After almost 36 hours will no chest pain, I was lulled into a sense that my recovery was progressing quickly. We never discussed the likely duration of the pain, how long it would be for the meds to have an actual effect, or that pericardital pain can sometimes wax and wane. All of which would have abdundantly helpful when the pain returned last night. As has been the case, it came on suddenly. The only thing I discussed with the discharge nurse at the hospital was to ‘take Tylenol for pain’. I must not have believed that the pain was here to stay because I decided not to take anything last night (don’t ask me why, I am not a believer in breathing through pain. I fully understand that pain management leads to quicker recovery and better quality of life). So, I did not sleep last night and by this morning the pain was a 6-7.
I had my first NST appointment scheduled for this morning and it is performed at my MFMs office. I let her know that I’d be there and I also knew the MFM who managed my care in the hospital would be there. The pain was so severe that, once again, I had to summon my husband from work to take me because there was no way I could drive. As it relates to that, my husband is working a lot. His company is opening a new location on Monday and he runs their IT department. He has been having to go back at night (last night he was there until 1:30 a.m.) and will have to work this weekend (both days and nights). It is such a stressful time already, for him, and then to have it compounded with me, 36w2d pregnant and suffering from a cardiac condition.
NST results were fine (forget that they were double booked and we had to wait about 40 mins). However, how to manage my pain was a subject of much discussion, debate, and consult. The issue is that the preferred treatment for pericarditis (the one that has the quickest and most long lasting effect) is a combination of medicines that include NSAIDs. NSAIDs are THE most effective in treating the inflammation. And, once the inflammation goes down, the pain begins to abate. At this gestation, there are just too many risks to baby to even consider the use of NSAIDs. And, Tylenol, is helpful but, honestly, I’d have to take more than the daily recommended cap in order to manage how severe this pain is (should anyone care, the cap used to be 4 gm/24 hours, but that has recently been dropped to 3 gm/24 hrs).
Tylenol with codeine was another option, but, frankly, I do not tolerate codeine or vicodin well. So, I threw out that my preferred pain killer was darvocet or percocet. The latter, while a narcotic pain killer, is used routinely in pregnancy and has been shown repeatedly to effectively manage pain. There was discussion between the two MFMs, between my MFM and the resident cycling through the maternal fetal medicine department (who I’d seen while in the hospital) and between all three and the cardiologist who saw me in the hospital. It was agreed that in an effort to get ahead of this pain (they want me to sleep and be able to move around), that percocet was the winner.
I’d already scheduled my next two NST appointments next week and have an OB appointment as well. This, in addition to a page long laundry list of errands, both Christmas and baby prep in nature. Mind you, I’ve already lost this entire week of what would have been Christmas and baby prep, so, I am in the hole, so to speak. To put it plainly, not one gift has been purchased.

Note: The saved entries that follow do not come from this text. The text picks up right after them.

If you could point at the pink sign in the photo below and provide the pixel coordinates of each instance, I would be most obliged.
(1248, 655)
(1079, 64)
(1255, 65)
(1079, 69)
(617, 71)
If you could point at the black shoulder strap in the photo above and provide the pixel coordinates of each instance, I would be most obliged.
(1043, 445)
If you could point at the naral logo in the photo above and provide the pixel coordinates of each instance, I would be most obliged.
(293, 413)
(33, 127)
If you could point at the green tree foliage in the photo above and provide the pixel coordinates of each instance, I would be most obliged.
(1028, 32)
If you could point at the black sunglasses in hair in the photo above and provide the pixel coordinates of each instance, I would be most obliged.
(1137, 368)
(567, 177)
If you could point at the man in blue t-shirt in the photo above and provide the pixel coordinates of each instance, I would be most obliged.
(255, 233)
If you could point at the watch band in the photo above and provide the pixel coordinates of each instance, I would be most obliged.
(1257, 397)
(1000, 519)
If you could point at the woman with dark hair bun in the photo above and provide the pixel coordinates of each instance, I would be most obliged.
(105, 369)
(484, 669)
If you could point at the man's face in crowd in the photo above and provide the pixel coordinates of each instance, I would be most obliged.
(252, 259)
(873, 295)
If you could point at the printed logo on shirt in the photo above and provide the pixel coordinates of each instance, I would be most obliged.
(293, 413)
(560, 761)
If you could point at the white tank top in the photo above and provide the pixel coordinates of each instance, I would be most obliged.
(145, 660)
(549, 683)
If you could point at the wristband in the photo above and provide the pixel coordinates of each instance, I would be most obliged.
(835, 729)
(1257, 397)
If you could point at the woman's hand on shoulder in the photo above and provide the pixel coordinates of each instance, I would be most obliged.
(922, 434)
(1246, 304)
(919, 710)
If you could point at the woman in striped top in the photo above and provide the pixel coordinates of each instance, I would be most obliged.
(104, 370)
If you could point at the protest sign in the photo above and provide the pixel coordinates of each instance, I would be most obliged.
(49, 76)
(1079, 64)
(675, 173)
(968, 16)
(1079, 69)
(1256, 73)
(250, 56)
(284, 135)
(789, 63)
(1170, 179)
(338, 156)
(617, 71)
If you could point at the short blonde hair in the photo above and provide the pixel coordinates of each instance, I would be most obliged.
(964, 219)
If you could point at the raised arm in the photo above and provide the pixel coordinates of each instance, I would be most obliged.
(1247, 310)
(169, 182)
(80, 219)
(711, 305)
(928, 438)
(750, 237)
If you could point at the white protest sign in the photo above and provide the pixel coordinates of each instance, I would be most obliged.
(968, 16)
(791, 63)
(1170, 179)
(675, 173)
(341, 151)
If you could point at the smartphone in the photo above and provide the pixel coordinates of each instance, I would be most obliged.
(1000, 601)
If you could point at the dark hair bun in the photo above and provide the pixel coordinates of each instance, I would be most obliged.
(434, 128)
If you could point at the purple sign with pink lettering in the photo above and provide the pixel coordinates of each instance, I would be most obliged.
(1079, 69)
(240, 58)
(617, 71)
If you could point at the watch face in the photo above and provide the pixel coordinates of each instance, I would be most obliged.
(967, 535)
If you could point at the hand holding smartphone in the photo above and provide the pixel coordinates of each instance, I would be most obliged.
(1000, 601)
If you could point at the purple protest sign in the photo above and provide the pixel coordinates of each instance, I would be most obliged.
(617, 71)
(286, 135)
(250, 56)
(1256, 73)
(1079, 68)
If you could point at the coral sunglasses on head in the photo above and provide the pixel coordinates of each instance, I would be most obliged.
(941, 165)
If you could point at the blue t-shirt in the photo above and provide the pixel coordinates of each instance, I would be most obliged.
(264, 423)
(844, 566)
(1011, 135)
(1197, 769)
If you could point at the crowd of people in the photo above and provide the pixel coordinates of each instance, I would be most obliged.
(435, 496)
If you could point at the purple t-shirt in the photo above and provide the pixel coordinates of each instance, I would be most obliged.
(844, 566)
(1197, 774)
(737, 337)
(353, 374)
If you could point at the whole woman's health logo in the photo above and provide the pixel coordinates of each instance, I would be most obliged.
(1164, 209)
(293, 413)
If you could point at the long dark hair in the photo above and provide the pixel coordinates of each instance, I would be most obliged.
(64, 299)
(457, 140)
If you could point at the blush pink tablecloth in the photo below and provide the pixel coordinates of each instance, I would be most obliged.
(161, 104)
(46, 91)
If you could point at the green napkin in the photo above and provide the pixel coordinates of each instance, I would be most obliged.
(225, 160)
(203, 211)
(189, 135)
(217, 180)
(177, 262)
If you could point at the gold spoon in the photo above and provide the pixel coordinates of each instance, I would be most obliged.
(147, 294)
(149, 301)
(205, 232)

The thing with narcotics is, well, you’re not allowed to drive. So, now I have three appointments I need to get shuttled to/from (two of which are at the facility that is 30-40 mins away) at a time when my husband won’t be able to get away. Many of my local friends work and those that are stay at home moms either have a newborn at home themselves or have 2-3 kids. I have managed to get 2 out of 3 of the appointments covered, so it is just Tuesday’s NST that’s outstanding.
I called my son’s school and was able to arrange for after care for the next 8 days (when his school closes for winter break). I feel bad for my little guy, having to be at school from 8:30 – 5:30, but there is simply no way around it. What’s helpful is that he LOVES ‘daycare’ there (and was mad at me yesterday for picking him up on time), so that assuages my guilt a bit. I will miss him, though.
I have done my best not to complain throughout this pregnancy. There has been a lot to worry about, hand wring over, and research, but I’ve not felt put out by it. Until now. It is so worrisome by itself to have constant chest pain. Add to that being 9 months pregnant with Christmas bearing down and a young son who deserves a festive holiday, and it is downright effed up. It hurts to breathe, to stand, to lie down, to go to the bathroom, to move about. Even being semi-supine while typing this is painful. Add to that that my husband is working 70 hours/wk (sometimes in the wee hours), and in addition he’ll have to take up full time parenting duties when he is home, not to mention run the myriad errands that need accomplishing. I am reaching out to our sitters to see who has availability to watch our son so that my husband can get some things done unencumbered. It is just A LOT. I feel like shit, I’m worried about myself and baby, I’m worried about my husband (he has never been this stressed at work), and I’m wondering how everything will come together (especially at a time where my parents couldn’t be more assholish, which is quite a feat given I’m not speaking directly to either of them).
It is a lot and I am overwhelmed.
“When you come to the end of your rope, tie a knot and hang on.”